Visitors have been coming and going for some time, and I need some air. I don't mean to be ungrateful. I know that many citizens of my precious district sacrificed and skimped to send money to the Capitol for me. While it might not have even paid for half a loaf of bread, it will never be forgotten. But the walls are closing in on me and I need to get out.

My mother is playing hostess just fine on her own when I sneak out the front door and settle on the rocking chair on the side of the house. Peeta's house seems to be buzzing as well. I wonder what he's doing. I feel so on edge about him. Clearly he thinks I've led him on, and maybe I have. But how can I explain that I never meant to, and that I'm not oblivious to him. I just don't know what I feel. Or if it matters that I feel anything. Love and the like are useless emotions. Besides, I'm never getting married or having children. Peeta is absolutely made for the role of husband and father. Isn't it better just to let the feelings run their course? For his sake if no one else's?

I hear laughter coming from the Mellark house as the front door opens and Peeta steps outside. I smile at him before I can stop myself. Surprisingly he smiles in return and walks over to me, leaning against the porch rail in front of me.

"Too much?" he asks, and I know he's feeling the same thing I am. Overwhelmed.

"Yes," I admit. "I think the guests will be leaving soon though."

"Mine too," Peeta says. "Then it will be silent."

"I highly doubt it will be silent with your brothers in the house," I laugh.

"Oh, they aren't living with me," Peeta says, looking at his feet.

"What?" I ask, confused. Families always live with the victors. Except Haymitch, but that's only because his family died not long after his Games.

"It's too far from the bakery. They don't want to live this far out," he say. I'm shocked. I wonder if he's upset by this. I can't imagine my mother or Prim choosing not to live with me. Then again, we are a different family than the Mellarks. His mother...Well, let's just say he might be relieved not to live under the same roof as that horrible woman.

"Are you okay with that?" I finally ask.

"Actually, yes. I need time to adjust. They can be...suffocating," Peeta explained.

I nod. I understand. I'm just glad Prim and mother have never been intrusive. There is a lull in conversation and I feel the need to say something. Things are too strained between us, and I hate it. I might not know much, but I know I want Peeta in my life. "Peeta, about the last night on the train..." I begin, he shakes his head at me.

"You don't have to explain. You never really lied to me. I should have had the guts to tell you before we ever went into the stupid arena. I should have told you the night on the roof that everything I said in that interview was true. I should have let you know that it was real for me. It's not fair for me to blame you for saving us. You didn't know, and you didn't lie to me. Not really," Peeta explains.

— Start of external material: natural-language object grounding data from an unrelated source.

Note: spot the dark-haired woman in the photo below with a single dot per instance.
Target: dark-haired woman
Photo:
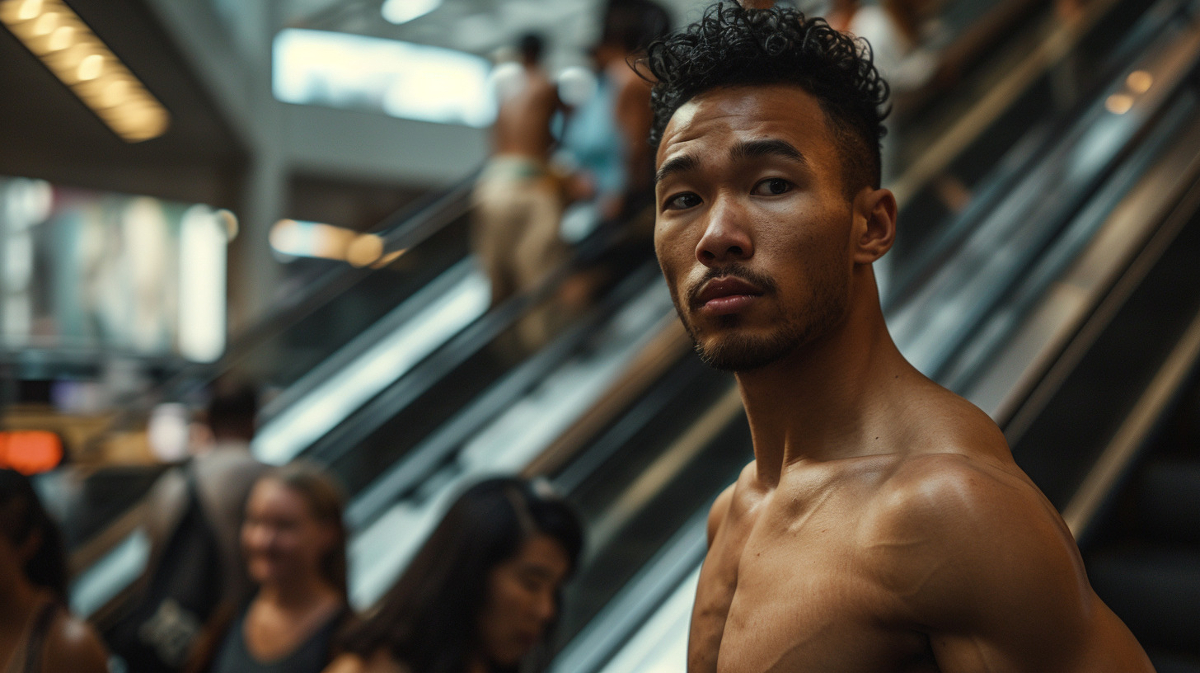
(483, 595)
(36, 631)
(294, 542)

I gulp slightly. He's so reasonable. He's so forgiving. Who in the world could deserve a man like Peeta? "I told you once, I'm not good at saying things. That's not untrue. I don't know what I feel or how to explain it even if I did. I know that I don't want to be without you. I know that you mean something to me."

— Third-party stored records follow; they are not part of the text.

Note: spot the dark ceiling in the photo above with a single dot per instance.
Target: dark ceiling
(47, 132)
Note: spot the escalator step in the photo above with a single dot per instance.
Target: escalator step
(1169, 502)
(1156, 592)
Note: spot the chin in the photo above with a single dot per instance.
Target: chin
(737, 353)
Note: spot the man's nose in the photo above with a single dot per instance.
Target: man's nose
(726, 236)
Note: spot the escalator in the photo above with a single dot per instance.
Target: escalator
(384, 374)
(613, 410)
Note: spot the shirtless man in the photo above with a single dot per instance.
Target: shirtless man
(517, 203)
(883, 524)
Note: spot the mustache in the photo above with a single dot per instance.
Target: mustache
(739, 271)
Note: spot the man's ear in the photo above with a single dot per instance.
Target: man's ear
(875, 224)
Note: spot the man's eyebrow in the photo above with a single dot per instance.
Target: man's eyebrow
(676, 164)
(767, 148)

He smiles at that and I feel my face grow warm. I'm glad I said it, but I can't help but wonder how absurd it sounds. "I don't know what I'd do without you either, Katniss. Let's just move forward. You know how I feel. And as long as you don't lie to me, I think we'll be okay."

I sigh with relief and feel immensely better than I did this morning. "Deal," I say, standing up to give him a hug. His strong arms wrap around me and I breathe in his scent. Gale might be home, but Peeta is something else. He is hope.